While in some scenarios, having ample storage attached directly to the GPU simplifies data management, this does add a necessary layer of data management to stage the data on the GPU server. In a perfect world, your GPU is busy crunching, and your CPU is going out to the network to save checkpoints or bring down new data. The 61.44TB Solidigm drives help reduce the number of data transactions needed. You could also account for this using a simplified network setup and distributed file systems. This straightforward approach can streamline workflows and reduce the potential for data-related errors or delays.

Front view of the Lenovo ThinkSystem SR675 V3

Suppose you are working inside a single server, fine-tuning models that fit within a handful of locally attached GPUs. In that case, you have the advantage of local storage, which is more straightforward to set up and manage than network storage solutions. Configuring, administrating, and maintaining network-attached storage can be complex and time-consuming, often requiring specialized knowledge and additional infrastructure. In contrast, local storage solutions like NVMe SSDs are more straightforward to integrate into existing server setups.

Lenovo ThinkSystem SR675 V3 Schematic

This simplicity in configuration and maintenance allows IT teams to focus more on optimizing AI workloads rather than dealing with the intricacies of network storage management. As a result, deploying and managing storage for AI applications becomes more straightforward and efficient with local NVMe SSDs.

Cost and Scalability

While NAS solutions can scale horizontally by adding more storage devices, they also come with costs related to the network infrastructure and potential performance bottlenecks.
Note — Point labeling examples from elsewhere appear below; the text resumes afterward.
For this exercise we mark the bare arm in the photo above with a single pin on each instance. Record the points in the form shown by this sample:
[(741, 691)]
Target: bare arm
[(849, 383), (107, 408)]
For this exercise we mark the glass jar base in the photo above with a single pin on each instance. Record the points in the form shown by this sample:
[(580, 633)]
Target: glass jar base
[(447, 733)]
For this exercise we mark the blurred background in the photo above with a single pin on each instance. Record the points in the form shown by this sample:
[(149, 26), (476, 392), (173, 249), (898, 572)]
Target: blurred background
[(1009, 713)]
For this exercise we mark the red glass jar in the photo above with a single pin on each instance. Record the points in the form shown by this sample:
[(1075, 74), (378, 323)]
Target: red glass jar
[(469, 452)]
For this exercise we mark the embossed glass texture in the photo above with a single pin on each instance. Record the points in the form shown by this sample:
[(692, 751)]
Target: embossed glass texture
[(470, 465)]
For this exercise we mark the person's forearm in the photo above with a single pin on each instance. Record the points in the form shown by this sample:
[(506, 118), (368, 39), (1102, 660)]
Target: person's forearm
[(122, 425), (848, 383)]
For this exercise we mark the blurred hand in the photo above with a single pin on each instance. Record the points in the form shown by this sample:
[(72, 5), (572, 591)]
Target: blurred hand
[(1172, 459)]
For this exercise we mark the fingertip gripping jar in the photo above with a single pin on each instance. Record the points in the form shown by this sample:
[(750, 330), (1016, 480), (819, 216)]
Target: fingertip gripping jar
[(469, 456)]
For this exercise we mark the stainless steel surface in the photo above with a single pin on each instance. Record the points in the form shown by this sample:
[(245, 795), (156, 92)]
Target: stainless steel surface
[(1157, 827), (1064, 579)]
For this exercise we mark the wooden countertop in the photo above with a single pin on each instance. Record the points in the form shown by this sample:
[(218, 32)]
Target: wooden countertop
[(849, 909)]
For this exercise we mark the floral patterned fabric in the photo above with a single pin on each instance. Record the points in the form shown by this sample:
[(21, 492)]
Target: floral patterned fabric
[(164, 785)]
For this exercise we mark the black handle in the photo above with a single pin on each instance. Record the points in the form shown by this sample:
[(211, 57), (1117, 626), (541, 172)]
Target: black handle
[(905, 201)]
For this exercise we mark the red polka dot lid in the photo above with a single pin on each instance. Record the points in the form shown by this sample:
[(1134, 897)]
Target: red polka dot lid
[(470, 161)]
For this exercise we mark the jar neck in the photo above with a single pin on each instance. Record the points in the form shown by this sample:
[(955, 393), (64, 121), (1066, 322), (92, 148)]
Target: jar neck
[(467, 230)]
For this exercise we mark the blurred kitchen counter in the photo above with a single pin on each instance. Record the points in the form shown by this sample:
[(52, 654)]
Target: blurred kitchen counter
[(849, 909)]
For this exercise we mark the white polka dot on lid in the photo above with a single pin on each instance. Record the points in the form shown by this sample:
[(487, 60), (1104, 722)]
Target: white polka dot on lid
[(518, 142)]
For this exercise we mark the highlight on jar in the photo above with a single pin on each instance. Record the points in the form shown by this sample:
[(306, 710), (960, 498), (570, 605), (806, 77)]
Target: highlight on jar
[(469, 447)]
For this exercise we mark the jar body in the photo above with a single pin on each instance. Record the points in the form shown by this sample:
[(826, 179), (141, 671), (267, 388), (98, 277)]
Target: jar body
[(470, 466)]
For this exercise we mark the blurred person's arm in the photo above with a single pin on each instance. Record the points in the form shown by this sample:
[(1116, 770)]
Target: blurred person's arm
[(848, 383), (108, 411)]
Conversely, investing in high-capacity local storage can provide immediate performance benefits without extensive network upgrades.

Local storage solutions are often more cost-effective than network-attached storage systems (NAS) because they eliminate the need for expensive network hardware and complex configurations. Setting up and maintaining NAS involves significant investment in networking equipment, such as high-speed switches and routers, and ongoing network management and maintenance costs.
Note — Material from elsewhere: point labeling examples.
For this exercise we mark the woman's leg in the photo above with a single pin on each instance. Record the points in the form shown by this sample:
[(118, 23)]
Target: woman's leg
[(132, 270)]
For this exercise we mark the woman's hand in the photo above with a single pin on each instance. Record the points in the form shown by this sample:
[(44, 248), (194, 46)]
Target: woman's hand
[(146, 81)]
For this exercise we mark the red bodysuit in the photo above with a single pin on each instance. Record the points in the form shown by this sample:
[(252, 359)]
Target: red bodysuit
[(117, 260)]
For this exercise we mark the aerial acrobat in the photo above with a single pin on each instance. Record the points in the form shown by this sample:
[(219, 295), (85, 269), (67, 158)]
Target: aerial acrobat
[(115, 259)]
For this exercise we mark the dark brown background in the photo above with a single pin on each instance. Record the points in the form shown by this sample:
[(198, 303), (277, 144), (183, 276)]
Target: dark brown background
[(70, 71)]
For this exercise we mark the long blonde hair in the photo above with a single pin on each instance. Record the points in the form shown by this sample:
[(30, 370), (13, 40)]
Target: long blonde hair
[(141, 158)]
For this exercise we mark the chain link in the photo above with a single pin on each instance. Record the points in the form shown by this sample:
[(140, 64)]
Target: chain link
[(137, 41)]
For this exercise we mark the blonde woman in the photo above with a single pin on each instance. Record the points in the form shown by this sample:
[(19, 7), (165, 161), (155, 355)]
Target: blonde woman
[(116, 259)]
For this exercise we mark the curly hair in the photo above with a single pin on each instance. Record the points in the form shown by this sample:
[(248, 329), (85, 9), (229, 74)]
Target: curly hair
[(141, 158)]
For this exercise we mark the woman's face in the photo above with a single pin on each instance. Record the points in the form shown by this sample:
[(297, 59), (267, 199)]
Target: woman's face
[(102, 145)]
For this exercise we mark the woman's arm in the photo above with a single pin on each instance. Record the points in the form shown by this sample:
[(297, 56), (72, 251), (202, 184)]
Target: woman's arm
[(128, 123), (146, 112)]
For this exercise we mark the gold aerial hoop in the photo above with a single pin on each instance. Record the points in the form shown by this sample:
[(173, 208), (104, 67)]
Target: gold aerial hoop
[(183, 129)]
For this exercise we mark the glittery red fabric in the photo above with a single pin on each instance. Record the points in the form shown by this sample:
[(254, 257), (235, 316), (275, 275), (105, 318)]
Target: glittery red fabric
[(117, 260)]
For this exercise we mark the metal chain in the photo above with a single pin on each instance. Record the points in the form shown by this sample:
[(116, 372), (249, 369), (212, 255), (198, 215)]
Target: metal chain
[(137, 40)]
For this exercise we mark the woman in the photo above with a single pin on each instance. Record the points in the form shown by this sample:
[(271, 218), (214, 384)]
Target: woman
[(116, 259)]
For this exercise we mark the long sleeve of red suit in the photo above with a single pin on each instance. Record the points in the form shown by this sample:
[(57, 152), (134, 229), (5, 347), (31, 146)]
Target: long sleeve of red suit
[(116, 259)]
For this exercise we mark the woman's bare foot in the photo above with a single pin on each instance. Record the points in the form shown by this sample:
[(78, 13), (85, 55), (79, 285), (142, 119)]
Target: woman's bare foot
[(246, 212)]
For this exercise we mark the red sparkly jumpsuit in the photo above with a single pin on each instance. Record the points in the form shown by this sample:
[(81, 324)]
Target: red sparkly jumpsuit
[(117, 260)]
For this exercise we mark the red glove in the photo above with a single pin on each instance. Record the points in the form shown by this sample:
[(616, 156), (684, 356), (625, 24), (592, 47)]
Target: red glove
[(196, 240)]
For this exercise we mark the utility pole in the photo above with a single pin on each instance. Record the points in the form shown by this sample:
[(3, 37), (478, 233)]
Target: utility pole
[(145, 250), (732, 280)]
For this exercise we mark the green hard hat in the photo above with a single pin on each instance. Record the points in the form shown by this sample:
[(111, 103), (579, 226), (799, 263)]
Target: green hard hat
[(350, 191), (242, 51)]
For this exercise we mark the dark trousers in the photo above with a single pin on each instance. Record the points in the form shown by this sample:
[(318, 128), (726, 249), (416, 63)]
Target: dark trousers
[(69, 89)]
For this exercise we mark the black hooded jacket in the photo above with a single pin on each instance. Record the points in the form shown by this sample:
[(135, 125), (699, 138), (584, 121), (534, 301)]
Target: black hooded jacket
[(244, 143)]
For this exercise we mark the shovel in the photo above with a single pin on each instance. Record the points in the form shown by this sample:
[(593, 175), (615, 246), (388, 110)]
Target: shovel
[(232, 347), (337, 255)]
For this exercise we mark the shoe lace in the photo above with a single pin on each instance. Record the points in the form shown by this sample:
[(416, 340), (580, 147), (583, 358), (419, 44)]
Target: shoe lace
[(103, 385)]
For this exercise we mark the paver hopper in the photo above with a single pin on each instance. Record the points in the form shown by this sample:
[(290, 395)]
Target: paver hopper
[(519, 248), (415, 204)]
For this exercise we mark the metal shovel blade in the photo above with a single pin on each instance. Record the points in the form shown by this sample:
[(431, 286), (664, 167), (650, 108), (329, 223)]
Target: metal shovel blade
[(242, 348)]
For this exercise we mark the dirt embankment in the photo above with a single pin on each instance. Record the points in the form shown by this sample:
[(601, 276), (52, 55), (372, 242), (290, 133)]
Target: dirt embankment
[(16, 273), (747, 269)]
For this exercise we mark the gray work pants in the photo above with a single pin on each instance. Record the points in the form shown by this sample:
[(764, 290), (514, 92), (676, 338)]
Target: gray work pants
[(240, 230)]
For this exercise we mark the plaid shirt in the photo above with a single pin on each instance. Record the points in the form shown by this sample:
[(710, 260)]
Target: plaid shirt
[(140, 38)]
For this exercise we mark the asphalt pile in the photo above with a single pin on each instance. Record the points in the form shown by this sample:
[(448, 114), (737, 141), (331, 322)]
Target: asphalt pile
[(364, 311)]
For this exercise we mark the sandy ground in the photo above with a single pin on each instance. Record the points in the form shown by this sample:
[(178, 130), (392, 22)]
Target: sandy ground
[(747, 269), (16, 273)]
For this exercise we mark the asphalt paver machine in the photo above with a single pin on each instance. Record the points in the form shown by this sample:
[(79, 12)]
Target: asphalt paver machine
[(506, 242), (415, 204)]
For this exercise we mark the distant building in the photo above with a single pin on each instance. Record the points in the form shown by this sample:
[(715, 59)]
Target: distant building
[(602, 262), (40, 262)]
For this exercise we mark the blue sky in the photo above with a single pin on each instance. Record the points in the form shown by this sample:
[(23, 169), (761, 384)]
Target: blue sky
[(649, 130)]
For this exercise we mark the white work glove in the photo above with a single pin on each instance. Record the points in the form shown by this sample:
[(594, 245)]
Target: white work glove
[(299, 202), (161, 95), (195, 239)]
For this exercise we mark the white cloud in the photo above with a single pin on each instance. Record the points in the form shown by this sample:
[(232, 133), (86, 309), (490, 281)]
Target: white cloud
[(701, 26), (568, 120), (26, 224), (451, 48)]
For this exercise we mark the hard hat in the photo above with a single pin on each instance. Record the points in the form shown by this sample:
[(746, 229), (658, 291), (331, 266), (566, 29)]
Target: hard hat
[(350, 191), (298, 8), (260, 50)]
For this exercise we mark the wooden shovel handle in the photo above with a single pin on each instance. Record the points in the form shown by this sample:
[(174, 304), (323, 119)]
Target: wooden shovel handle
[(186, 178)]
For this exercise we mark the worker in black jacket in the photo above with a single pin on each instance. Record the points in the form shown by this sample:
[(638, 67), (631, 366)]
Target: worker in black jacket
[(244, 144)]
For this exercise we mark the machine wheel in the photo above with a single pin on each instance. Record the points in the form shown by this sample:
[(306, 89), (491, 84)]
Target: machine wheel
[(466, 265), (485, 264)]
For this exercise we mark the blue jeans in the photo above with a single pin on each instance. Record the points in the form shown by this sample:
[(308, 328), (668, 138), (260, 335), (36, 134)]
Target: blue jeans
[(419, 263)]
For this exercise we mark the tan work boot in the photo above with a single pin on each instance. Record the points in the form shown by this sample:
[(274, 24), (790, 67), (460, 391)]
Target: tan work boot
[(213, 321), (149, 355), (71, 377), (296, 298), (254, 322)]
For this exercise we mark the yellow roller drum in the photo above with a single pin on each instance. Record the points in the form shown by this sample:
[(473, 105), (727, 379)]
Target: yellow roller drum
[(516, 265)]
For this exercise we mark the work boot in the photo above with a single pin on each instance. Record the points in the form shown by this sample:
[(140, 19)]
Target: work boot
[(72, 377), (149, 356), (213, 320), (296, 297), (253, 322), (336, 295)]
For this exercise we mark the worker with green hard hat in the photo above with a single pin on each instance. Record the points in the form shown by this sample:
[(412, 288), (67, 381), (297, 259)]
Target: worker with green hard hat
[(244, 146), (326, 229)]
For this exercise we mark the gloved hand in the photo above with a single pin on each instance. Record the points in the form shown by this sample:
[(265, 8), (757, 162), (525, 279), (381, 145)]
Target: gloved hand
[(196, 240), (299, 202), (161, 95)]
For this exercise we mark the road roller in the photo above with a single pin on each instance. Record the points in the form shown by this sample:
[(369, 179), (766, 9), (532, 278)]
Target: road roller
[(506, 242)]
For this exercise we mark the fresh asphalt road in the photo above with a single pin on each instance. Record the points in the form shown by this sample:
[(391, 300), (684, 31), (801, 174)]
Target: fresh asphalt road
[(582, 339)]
Large-capacity local SSDs integrated directly into the server are used as a staging area, reducing the need for additional infrastructure. This direct integration cuts down on hardware costs and simplifies the setup process, making it more budget-friendly for organizations looking to optimize their AI workloads without incurring high expenses.

Testing Methodology

To thoroughly evaluate the performance of Solidigm 61.44TB QLC SSDs in an AI server setup, we will benchmark an array of four of the Solidigm P5336 61.44TB SSDs installed in a Lenovo ThinkSystem SR675 V3. This server configuration also includes a set of four NVIDIA L40S GPUs. The benchmarking tool used for this purpose is GDSIO, a specialized utility designed to measure storage performance in GPU-direct storage (GDS) environments. We looked at two configurations: one GPU to single drive performance and one GPU to four drives configured for RAID0.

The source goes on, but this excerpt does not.